EU Communities - Campaign Send Service Disruption
Incident Report for Firstup
Postmortem

Summary:
On July 23rd, 2024, beginning at approximately 6:04 AM ET (10:04 UTC), we started receiving reports of published email campaigns not being received by the intended audiences. The reports were from customers hosted on the EU Firstup platform.

Scope and Impact:
The scope of this incident was restricted to customers hosted on the EU Firstup platform and impacted email campaigns on the EU Firstup platform published between 4:00 AM ET (08:00 UTC) and 7:43 AM ET (11:43 UTC).

Root Cause:
An update to a user’s profile erroneously triggered an update of over 400 campaigns authored by that user simultaneously, which overloaded the backend user planning processes, and caused delivery delays of other campaigns.

Mitigation:
The system recovered on its own after all this user’s campaigns were updated, and processing for the delivery of other campaigns resumed.

Recurrence Prevention:
The below changes have been implemented to ensure campaign delays are prevented due to processing spikes from specific user planning processes:

  • Enhanced Monitoring: By the time investigation into the incident began, the processing queue self recovered and resumed delivery.
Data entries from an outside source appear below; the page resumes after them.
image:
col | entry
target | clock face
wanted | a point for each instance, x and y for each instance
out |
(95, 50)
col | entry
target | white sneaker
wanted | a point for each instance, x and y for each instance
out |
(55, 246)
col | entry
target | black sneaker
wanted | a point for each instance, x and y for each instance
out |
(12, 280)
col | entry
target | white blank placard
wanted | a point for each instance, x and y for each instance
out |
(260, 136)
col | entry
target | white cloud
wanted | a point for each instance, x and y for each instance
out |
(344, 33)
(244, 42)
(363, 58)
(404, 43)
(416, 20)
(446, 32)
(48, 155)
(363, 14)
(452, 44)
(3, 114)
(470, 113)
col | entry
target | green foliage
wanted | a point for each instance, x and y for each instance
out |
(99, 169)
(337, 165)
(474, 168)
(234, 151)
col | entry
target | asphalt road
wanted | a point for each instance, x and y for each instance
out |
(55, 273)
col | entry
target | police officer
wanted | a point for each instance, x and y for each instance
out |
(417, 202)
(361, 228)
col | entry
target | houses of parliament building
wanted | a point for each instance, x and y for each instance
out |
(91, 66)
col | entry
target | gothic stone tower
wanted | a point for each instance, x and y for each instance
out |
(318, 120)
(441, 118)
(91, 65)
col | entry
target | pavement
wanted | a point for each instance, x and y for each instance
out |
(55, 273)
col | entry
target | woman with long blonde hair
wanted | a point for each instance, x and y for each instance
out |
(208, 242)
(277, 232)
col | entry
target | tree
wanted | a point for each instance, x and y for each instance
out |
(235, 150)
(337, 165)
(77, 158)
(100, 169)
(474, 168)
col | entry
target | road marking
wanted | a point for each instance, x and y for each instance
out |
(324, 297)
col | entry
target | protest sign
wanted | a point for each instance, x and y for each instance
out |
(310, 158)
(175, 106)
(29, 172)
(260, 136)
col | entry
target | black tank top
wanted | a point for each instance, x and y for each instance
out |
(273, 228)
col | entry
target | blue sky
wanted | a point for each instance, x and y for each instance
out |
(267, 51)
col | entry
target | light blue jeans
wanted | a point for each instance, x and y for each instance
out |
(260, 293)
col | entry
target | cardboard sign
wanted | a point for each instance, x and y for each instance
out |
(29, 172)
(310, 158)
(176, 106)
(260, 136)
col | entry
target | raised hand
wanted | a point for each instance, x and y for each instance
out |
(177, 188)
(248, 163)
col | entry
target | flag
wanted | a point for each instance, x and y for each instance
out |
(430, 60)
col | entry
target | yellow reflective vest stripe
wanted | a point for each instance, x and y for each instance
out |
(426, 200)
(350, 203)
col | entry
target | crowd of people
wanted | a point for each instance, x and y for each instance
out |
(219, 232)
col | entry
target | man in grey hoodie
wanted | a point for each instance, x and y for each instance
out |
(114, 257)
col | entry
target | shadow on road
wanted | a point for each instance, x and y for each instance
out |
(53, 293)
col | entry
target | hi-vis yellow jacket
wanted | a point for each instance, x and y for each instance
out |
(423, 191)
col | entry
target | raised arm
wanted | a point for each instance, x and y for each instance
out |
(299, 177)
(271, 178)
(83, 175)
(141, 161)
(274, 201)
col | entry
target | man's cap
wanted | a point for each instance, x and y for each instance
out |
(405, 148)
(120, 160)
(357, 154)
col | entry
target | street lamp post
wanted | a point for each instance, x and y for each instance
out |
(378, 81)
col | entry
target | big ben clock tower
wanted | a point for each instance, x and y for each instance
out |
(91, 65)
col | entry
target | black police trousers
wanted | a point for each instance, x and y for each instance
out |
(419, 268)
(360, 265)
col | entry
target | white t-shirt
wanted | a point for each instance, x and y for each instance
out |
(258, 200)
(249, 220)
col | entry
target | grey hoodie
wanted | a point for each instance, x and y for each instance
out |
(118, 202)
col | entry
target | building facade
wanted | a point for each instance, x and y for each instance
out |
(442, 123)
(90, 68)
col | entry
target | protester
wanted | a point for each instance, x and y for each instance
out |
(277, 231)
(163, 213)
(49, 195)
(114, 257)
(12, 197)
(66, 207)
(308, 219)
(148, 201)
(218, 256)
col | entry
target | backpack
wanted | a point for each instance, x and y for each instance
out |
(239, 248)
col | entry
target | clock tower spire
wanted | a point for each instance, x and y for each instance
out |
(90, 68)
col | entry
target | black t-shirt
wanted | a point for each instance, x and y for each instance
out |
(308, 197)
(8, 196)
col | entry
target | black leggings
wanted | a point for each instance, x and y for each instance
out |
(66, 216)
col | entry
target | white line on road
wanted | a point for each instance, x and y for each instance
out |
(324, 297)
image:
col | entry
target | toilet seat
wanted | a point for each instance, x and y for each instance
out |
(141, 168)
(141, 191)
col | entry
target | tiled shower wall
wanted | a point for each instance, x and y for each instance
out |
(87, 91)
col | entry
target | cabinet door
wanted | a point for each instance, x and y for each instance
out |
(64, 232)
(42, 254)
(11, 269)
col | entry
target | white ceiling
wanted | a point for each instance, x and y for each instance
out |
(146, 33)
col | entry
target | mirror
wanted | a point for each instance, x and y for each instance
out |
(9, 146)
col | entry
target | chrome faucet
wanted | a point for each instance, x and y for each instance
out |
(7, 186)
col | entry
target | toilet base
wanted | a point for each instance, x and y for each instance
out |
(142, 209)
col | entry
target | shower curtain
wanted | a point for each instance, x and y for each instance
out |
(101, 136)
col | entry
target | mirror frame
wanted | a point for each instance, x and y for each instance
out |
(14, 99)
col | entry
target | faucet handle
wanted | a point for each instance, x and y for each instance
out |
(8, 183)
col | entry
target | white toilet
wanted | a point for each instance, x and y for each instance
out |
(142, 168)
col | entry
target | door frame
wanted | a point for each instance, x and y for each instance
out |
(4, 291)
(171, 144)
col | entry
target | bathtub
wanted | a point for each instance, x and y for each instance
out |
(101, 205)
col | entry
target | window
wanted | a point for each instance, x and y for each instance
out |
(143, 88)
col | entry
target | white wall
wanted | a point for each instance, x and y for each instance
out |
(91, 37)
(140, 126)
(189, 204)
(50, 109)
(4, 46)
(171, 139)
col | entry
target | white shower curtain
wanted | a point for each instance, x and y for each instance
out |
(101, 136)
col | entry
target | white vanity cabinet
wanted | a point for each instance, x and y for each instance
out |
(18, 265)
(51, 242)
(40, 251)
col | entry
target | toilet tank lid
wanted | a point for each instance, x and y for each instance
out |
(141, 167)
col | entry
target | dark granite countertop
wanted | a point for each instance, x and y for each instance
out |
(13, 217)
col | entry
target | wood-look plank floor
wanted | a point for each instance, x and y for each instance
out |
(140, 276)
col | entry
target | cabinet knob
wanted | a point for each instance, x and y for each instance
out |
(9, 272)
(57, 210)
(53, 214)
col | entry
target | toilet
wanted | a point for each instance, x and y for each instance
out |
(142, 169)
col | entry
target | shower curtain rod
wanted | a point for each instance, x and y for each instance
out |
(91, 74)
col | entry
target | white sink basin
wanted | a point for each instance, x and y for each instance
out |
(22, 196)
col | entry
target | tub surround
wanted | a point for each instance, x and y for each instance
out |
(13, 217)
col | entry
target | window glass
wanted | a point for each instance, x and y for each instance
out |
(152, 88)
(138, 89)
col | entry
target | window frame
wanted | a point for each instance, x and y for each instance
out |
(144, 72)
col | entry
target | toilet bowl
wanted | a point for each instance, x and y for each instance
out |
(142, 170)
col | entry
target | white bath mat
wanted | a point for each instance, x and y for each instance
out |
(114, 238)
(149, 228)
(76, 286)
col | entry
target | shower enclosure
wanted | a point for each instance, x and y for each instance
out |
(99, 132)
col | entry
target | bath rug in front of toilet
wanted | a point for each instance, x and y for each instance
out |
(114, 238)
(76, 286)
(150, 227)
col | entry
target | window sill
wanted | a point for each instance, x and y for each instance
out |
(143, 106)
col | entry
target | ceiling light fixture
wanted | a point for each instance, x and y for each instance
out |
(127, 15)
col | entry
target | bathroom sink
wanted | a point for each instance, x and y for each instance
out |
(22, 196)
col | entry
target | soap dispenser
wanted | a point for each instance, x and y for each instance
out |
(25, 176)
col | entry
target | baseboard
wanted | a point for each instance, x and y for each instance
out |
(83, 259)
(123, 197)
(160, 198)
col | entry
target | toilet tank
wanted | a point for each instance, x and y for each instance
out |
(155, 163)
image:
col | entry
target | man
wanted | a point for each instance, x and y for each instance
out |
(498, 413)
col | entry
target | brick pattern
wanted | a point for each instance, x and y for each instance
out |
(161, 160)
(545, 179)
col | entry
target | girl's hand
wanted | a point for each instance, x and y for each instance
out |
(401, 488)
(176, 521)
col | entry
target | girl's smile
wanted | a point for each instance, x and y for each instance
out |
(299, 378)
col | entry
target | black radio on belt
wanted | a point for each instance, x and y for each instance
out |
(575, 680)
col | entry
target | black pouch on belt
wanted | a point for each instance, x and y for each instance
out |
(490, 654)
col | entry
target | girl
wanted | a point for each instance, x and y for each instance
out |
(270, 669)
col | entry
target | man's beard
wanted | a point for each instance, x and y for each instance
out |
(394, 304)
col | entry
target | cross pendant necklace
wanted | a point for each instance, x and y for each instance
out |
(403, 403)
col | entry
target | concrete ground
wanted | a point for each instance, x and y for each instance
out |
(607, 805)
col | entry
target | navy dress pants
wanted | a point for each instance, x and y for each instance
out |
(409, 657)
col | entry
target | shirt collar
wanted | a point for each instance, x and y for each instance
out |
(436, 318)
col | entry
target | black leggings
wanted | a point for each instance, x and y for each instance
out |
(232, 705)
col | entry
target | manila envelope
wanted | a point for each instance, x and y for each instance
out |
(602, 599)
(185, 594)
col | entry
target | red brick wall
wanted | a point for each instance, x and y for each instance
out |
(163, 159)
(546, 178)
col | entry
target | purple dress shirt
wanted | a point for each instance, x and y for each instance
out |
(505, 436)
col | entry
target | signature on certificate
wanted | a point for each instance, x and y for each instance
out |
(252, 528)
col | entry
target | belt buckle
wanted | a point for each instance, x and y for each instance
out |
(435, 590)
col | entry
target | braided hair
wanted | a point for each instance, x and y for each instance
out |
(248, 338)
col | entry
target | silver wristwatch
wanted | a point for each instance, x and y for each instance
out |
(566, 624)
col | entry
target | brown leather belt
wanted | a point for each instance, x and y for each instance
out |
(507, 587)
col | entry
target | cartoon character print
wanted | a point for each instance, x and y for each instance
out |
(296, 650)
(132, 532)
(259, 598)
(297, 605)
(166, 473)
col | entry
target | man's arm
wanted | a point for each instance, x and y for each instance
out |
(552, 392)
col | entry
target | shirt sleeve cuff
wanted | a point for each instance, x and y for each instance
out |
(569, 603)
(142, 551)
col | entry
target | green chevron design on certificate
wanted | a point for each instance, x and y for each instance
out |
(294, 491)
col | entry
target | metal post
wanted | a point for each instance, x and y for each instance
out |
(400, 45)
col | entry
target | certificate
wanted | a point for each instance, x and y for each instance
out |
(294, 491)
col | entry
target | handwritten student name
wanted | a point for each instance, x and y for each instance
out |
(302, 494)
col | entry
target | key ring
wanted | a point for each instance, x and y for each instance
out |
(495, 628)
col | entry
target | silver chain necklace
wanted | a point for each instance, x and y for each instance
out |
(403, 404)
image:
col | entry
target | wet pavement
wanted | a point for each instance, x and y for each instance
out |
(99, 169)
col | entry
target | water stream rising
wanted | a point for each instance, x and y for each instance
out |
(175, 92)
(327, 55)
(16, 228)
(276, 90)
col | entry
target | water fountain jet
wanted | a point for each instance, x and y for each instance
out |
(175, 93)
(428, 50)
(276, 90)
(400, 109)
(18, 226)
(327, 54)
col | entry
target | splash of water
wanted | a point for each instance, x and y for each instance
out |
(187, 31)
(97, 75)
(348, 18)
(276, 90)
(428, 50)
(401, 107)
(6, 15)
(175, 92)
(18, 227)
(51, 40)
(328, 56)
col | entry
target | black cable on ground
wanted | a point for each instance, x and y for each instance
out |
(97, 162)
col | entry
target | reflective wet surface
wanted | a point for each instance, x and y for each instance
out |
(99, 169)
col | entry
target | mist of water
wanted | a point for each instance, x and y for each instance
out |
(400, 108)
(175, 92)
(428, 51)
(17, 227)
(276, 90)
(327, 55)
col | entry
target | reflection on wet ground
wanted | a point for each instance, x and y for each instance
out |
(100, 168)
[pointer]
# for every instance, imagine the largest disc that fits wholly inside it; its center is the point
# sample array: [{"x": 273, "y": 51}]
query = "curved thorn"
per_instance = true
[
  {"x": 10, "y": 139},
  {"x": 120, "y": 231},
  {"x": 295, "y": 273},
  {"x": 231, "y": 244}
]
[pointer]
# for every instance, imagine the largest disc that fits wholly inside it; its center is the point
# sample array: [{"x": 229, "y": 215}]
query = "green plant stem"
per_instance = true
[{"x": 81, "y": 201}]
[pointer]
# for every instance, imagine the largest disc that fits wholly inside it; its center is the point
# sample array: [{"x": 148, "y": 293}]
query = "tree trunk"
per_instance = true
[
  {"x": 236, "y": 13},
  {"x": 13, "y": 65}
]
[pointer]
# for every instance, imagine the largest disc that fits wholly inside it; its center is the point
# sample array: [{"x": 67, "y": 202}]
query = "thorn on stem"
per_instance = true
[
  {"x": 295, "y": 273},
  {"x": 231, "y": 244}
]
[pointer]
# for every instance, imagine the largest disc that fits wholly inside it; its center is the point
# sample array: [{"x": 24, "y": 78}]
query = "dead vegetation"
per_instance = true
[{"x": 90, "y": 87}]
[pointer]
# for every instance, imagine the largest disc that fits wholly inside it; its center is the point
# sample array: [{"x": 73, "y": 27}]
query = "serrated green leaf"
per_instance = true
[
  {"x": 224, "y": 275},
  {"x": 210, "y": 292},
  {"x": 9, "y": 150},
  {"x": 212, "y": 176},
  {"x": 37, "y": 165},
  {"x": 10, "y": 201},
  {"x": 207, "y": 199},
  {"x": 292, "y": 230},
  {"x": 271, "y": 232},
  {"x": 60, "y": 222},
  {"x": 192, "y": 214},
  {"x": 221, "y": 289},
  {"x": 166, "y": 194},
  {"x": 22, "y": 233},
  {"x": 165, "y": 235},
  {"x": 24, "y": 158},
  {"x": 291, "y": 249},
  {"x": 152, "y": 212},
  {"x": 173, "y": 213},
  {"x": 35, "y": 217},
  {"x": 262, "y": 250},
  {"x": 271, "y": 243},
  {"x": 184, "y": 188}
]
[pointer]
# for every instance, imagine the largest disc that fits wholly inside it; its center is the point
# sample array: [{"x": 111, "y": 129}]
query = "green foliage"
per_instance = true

To prevent this, we have added a Delivery specific time threshold to our processing monitors which will automatically bring additional cloud compute capacity online to help prevent a deadlock condition due to a single planning process usurping shared resources.
  • Updated our regression testing and runbooks to include steps to troubleshoot delayed campaigns linked from planner queues activities.
Posted Aug 08, 2024 - 01:01 UTC

Resolved
This platform service degradation is now resolved, and an RCA will be provided once a full incident postmortem has been completed.
Posted Aug 06, 2024 - 18:32 UTC
Monitoring
Queued campaigns are now successfully being delivered and we are currently monitoring the issue.
Posted Jul 23, 2024 - 11:47 UTC
Investigating
We are investigating a potential service disruption affecting campaign sending from EU communities.

Users in communities hosted on our EU infrastructure may not be receiving campaign emails, or facing email delays at this time.

Our next update will be in 30 minutes.
Posted Jul 23, 2024 - 11:42 UTC
This incident affected: Platforms (EU Firstup Platform).